Patricia A. Bender uses the earliest processes and materials of darkroom photography as the basis for her enigmatic abstractions. The works are made without a camera, and in the tradition of artists using the photo enlarger as a light-based printing press; her non-objective images reside at an intriguing intersection of drawing, printmaking, and photography.
Some of her works use a photogram method, with compositions formed by placing objects directly on the photo paper, which is then exposed to light—akin to monoprinting in printmaking. Many of her most compelling works employ a combination of paper negatives and the lesser known cliché-verre (glass plate) process. In her cliché-verre works, Bender creates drawings on a variety of different papers and uses them as a negative, exposing the drawings onto photo paper through glass sheets. There is an innate elegance to the way this combines the already sensitive nature of drawing with the nearly immaterial component of light.
Photograms, paper negatives, and cliché-verre were all pioneered in the early 19th century by English scientist Henry Fox Talbot.
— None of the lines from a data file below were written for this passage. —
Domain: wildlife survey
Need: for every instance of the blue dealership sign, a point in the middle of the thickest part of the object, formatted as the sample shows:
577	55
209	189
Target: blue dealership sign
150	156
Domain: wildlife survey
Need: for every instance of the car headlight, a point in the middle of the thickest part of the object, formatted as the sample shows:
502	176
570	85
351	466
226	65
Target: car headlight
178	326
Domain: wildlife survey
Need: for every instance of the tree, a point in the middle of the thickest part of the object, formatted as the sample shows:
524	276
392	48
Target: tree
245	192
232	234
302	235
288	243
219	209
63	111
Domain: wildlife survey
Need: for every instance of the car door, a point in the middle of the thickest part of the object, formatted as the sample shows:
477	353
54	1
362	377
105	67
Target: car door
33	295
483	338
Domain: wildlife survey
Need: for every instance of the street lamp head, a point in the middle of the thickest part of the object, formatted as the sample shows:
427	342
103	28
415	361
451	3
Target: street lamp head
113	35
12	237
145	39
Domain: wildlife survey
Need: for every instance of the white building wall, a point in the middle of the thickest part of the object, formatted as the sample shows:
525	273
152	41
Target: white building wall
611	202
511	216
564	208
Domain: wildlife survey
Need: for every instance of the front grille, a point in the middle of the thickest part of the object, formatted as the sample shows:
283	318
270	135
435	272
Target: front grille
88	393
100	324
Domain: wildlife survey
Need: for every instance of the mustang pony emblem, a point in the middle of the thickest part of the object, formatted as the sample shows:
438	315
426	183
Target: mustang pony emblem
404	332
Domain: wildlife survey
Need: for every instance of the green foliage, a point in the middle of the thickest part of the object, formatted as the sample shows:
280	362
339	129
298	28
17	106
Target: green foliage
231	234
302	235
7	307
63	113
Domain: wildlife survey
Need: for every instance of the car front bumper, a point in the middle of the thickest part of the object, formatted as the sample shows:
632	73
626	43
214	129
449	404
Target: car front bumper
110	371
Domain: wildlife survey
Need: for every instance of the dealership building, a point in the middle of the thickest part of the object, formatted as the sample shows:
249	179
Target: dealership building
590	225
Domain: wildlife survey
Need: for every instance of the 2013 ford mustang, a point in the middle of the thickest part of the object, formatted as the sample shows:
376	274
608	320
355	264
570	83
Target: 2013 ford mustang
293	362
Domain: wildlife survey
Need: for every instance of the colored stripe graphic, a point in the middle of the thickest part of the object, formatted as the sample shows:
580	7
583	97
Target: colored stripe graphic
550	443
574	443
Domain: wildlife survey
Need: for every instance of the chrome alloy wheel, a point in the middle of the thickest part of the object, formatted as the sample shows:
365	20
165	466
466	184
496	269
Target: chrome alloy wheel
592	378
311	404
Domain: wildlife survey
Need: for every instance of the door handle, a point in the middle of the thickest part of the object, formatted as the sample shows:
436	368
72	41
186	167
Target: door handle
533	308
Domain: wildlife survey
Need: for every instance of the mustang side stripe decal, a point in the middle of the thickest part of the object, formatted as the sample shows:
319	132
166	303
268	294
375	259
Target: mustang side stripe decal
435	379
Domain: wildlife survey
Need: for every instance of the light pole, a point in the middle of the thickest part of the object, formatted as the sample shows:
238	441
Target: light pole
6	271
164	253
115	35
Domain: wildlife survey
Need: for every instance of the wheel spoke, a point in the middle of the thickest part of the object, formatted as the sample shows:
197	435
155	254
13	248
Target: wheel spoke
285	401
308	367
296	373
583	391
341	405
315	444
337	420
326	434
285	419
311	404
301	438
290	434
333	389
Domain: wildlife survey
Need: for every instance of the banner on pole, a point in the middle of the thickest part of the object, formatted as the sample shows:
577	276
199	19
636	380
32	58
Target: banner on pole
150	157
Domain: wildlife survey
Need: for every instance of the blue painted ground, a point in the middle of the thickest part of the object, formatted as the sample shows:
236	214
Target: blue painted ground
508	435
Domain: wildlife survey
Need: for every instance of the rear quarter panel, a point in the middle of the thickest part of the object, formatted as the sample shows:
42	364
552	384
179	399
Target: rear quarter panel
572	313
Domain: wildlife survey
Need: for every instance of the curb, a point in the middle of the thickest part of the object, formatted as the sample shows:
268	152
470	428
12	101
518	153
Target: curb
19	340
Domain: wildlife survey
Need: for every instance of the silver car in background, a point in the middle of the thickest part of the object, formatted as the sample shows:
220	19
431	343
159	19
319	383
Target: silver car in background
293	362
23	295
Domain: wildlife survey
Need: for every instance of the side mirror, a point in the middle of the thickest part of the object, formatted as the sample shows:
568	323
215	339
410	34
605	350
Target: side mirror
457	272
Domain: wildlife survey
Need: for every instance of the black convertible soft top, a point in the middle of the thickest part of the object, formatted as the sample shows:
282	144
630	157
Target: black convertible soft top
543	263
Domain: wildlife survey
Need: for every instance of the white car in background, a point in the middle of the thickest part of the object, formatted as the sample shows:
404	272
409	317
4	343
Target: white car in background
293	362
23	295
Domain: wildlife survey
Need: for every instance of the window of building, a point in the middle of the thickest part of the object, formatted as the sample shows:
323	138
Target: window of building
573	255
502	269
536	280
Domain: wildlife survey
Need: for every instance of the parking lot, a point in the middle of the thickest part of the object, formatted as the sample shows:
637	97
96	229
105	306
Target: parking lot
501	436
Cliché-verre printing was briefly popularized amongst French graphic artists in the mid-1800s. While its usage didn’t prove to be long lasting, for a period it served as an alternative means of printmaking by renowned French artists such as Corot, Delacroix, and Millet. Thus, Bender’s practice exists in relation to a distinguished body of work that is specific to a certain period of time, when advances in the sciences enabled particular artistic developments. It’s notable how these pieces visually convey this intersection of art and science, even without a knowledge of the historical specificities.
A fascinating aspect of these works is how they at once function as drawings and yet, thanks to the processing of the images, they are often a step removed from the hand. One of the appeals of cliché-verre is the atmospheric effects which can be achieved by diffusing the light cast through the drawn lines via glass plates or other semitransparent materials. Bender’s work explores the expressive potential of this kind of mediated imagery, where linework frequently bears the evidence of its transference.
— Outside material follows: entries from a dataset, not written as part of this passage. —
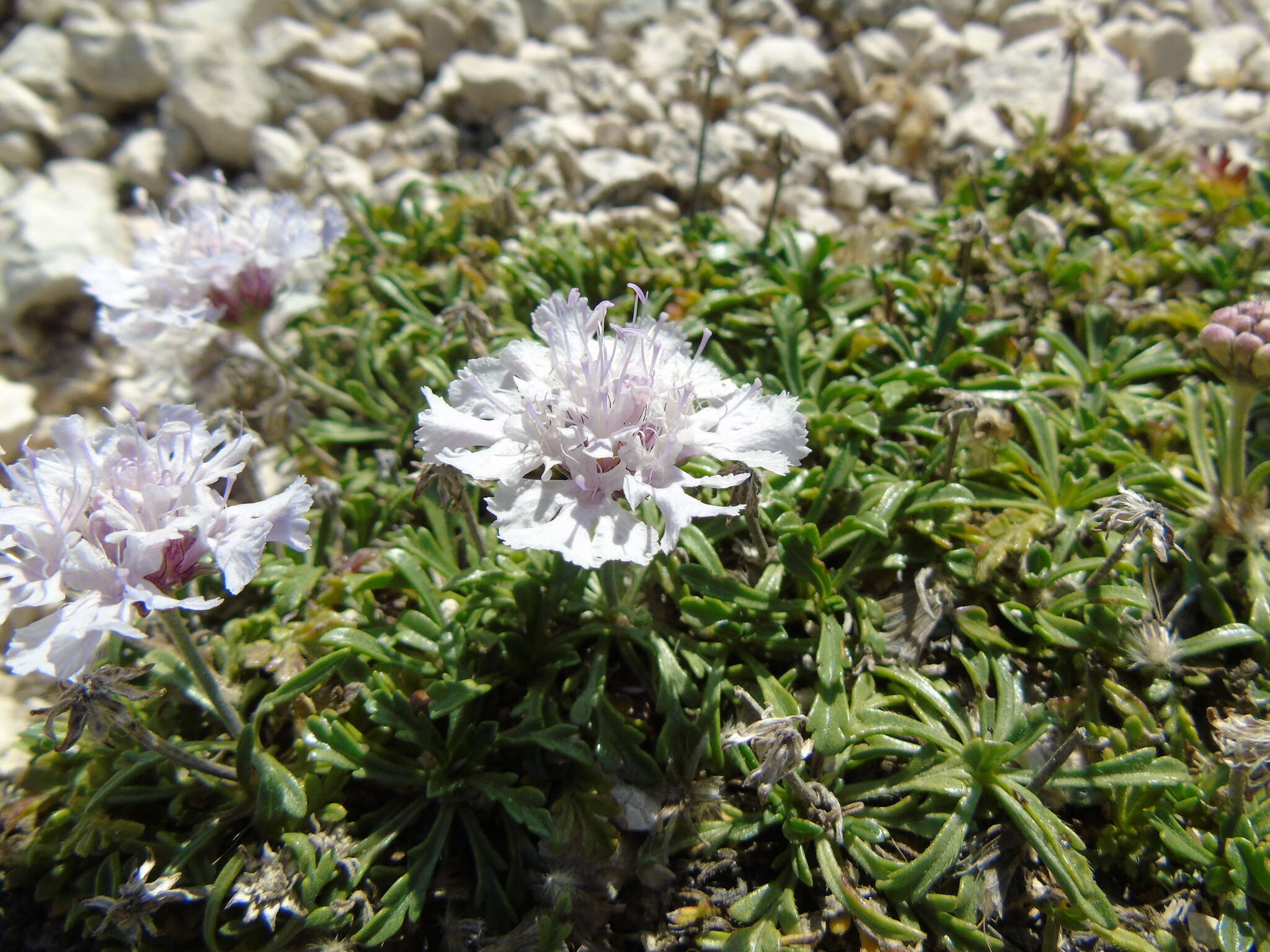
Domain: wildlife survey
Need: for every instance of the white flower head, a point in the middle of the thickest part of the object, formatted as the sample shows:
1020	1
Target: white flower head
104	523
216	258
606	415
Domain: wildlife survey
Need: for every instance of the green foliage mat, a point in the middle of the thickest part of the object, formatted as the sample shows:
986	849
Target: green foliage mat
511	752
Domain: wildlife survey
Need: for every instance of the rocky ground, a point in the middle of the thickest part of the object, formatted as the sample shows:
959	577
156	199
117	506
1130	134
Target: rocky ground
596	107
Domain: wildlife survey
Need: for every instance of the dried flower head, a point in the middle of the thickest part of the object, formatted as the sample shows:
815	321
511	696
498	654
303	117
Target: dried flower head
607	416
216	258
338	842
117	519
1153	644
94	703
778	743
1245	743
1139	518
1237	342
134	908
267	888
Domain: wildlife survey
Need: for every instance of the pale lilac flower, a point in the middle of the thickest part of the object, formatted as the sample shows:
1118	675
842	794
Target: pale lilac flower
218	258
107	523
605	419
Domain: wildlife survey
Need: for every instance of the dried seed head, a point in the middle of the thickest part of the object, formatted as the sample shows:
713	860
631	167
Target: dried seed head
1153	644
138	902
269	888
338	842
1244	742
1135	516
778	743
94	703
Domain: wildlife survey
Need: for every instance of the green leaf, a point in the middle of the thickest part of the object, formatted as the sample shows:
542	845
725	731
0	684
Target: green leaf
280	790
404	899
448	696
938	858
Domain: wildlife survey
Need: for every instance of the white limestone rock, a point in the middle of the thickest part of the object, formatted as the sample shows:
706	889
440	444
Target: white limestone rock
278	157
1039	229
1033	17
50	226
128	63
19	150
1220	54
86	136
796	61
616	177
497	27
487	86
442	31
545	17
975	123
40	59
807	134
881	52
1029	77
390	30
394	76
283	38
913	27
1165	48
18	415
149	157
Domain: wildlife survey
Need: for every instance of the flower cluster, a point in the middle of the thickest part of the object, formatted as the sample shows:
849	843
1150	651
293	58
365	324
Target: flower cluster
1237	342
118	519
219	258
605	416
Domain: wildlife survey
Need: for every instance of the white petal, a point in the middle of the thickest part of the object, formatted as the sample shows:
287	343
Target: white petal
567	324
442	427
678	508
63	644
550	514
239	539
765	432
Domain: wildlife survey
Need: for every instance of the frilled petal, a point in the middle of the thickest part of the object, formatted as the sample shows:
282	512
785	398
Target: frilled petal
63	644
569	324
677	507
241	535
554	516
442	427
765	432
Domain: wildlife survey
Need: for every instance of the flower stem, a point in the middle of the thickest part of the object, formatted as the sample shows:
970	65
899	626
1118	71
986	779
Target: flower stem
179	632
153	742
610	584
1236	446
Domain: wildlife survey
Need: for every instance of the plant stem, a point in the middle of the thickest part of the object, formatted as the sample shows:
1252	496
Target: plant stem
610	584
713	70
465	507
298	375
1057	759
1236	446
179	632
153	742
She creates contrast with the diffused passages by drawing directly on top of the photo impressions with colored pencil and pastel. The application of color onto her prints evokes the hand-coloring of photographs, specifically the photo-crayotype process which used materials such as wax pastels to embelish black and white photo prints. The way these geometric drawings sit atop the foggier photographic effects resemble calculations diagrammed on a chalkboard, where the fresh chalk markings stand out in bold relief against the cloudy pentimento left from past erasures.
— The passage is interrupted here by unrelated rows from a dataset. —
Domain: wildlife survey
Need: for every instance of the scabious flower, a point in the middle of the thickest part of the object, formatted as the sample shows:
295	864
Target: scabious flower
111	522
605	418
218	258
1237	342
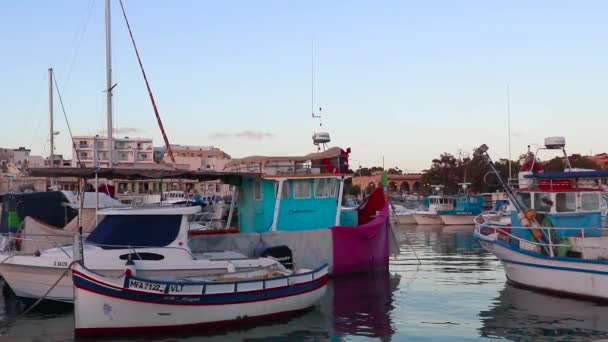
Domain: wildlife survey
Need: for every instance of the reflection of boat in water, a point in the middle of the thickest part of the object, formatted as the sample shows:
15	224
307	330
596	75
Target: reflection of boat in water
522	314
358	305
362	303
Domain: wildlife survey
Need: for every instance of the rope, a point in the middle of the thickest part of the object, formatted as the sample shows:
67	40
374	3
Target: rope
406	237
49	290
141	66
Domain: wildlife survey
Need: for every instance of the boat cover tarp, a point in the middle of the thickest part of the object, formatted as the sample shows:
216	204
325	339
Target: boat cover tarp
573	174
117	231
37	235
345	249
44	206
365	247
310	248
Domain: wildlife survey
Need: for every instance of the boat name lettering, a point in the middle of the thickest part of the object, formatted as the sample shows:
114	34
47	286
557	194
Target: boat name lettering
176	288
142	285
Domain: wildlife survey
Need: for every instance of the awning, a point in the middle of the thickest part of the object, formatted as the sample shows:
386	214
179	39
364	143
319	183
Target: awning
233	178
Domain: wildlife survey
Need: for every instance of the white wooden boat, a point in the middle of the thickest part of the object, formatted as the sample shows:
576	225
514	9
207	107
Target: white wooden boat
132	303
433	204
555	242
156	238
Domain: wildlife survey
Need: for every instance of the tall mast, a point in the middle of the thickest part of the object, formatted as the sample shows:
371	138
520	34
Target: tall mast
51	133
109	85
509	126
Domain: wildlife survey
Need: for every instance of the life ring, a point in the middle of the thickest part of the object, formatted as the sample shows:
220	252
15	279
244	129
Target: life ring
528	166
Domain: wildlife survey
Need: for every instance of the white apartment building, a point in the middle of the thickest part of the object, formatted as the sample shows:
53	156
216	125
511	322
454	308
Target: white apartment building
126	151
198	158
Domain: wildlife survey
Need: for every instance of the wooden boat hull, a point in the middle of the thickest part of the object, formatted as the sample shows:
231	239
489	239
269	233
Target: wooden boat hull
570	276
104	306
461	220
427	219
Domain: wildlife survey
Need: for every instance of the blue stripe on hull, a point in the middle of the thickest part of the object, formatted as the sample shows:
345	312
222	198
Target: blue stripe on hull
211	299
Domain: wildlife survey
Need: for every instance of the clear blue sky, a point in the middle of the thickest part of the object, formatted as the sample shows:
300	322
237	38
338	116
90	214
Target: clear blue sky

The precisely rendered drawing in her works brings to mind the tool-aided, yet hand-rendered, draftsmanship of cartographers, astronomers, and cosmographers working in the pre-digital age. As 21st century works they’re an ode to the way that information on the fringes of human understanding was transcribed in past centuries: at once detailed and mysterious, precisely depicted yet bearing an intimacy of touch and materiality—drawings which sought to shine light in the darkest corners of our cosmos.